Photojournalist Abdurrahman Gök, who took a series of photographs showing a university student being shot to death by a police officer during Nevruz celebrations in Diyarbakır in 2017, has told the story behind the photos to Deutsche Welle Türkçe.
“It all happened in a minute. I was taking photos as if I were hypnotized,” Gök said Wednesday in describing the 28 photos he took as the 23-year-old Kemal Kurkut was killed by a police officer, adding that he only dragged himself from the scene after he was pushed away by an officer.
The journalist lied and said he forgot to insert a memory card in the camera when he was asked by the police officers, who wanted to prevent the public from seeing the killing, to give them the photos of the incident.
“I lied to them so I could save the photos,” Gök told DW, explaining that he kept the memory card in his back pocket until he left the scene.
The Diyarbakır 7th High Criminal Court on Tuesday acquitted the police officer, identified only by the initials Y.Ş., who was facing three to nine years in prison for causing the death of Kurkut by negligence.
Gök, on the other hand, was charged with “membership in a terrorist organization” as well as “disseminating terrorist propaganda” as part of an investigation launched three years after the incident.
The photos from Gök’s camera were crucial in refuting claims made by the Diyarbakır Governor’s Office following the incident that Kurkut had been shot on suspicion of wearing a suicide vest.
They showed a bare-chested Kurkut approaching a police checkpoint with a knife and a water bottle in his hands, then running past police barricades with several officers chasing after him before finally getting shot in the back and falling to the ground.
According to eyewitness statements, the young man had argued with the police at the checkpoint and was asked to remove his upper clothing. “I don’t have anything on me,” Kurkut reportedly shouted angrily before taking off his sweater, running to a nearby butcher’s shop to grab a knife and coming back the scene of the incident.
“Those photos went down in history proving Kemal’s innocence.
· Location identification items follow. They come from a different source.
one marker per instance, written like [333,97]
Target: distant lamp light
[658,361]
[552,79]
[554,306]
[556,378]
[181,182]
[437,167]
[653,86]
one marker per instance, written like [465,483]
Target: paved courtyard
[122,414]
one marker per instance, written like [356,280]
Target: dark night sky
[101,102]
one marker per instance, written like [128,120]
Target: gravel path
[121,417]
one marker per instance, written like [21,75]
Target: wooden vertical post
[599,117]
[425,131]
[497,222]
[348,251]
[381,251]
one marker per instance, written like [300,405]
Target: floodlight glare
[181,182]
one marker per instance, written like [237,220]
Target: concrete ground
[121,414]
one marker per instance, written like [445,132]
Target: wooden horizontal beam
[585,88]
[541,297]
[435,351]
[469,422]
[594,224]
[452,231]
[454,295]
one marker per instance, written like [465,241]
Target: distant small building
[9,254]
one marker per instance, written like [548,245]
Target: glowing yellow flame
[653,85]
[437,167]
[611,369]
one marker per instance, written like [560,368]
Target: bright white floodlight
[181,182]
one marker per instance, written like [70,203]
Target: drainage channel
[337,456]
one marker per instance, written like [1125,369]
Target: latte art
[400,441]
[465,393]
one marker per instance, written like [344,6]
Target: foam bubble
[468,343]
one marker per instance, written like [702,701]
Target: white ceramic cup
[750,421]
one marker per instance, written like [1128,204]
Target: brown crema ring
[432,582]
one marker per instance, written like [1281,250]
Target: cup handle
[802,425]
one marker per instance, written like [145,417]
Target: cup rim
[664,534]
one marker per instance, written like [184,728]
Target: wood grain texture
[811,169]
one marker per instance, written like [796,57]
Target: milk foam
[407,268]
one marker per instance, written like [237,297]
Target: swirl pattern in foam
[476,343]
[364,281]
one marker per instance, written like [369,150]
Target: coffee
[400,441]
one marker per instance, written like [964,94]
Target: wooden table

If it weren’t for them, Kemal would be known as a suicide bomber who was about to engulf the Nevruz celebrations in blood when he was killed,” Gök told DW Türkçe, reportedly with tears in his eyes.
The journalist said he relived the moments when he had cried after looking at the photos later the same day they were taken after hearing about the recent acquittal of the police officer charged with killing Kurkut, wishing that he wasn’t the one who took those photos because it was too heavy a responsibility.
“Those photos showed us how easy it is to destroy young people’s lives [in Turkey]. Both the killer and the victim were in the same shot. Despite this, the case ended with no punishment of the police officer involved, like many others before him.”
According to DW, Gök received death threats on social media soon after releasing the photos and feared that his family members might get hurt. He reportedly refused to follow his friends’ advice at the time that he should go abroad and chose instead to continue doing journalism in Turkey.
Gök’s house was reportedly raided twice by police following Kurkut’s killing, and three separate investigations into him resulted in a decision of non-prosecution. However, he was recently charged with terrorism based on phone conversations with colleagues and his reporting, which had nothing to do with Kurkut’s death.
Awarded two prizes for the pictures he took of Kurkut’s killing, the journalist says he has no doubt that they are the reason he is still being oppressed.
“I’ve been doing journalism for 16 years and had not been investigated this thoroughly or oppressed this much until I took those 28 photos. There’s no other explanation for it. The police officer’s acquittal in the Kemal Kurkut case, while I face up to 20 years in prison, is the clearest picture of today’s Turkey.”
Referring to President Recep Tayyip Erdoğan’s recent pledges of economic and judicial reforms that are meant to restore investor confidence in Turkey’s battered economy, the Turkey Human Rights Foundation (TİHV) Secretary-General Coşkun Üsterci on Tuesday said it is not sincere to speak of reforms when the Kurkut case ends in a lack of punishment, which encourages security forces to overstep their legal bounds.
Human Rights Association (İHD) Diyarbakır branch chairman Abdullah Zeytun also criticized the police officer’s acquittal, saying that it “paved the way for the death of other Kemals.”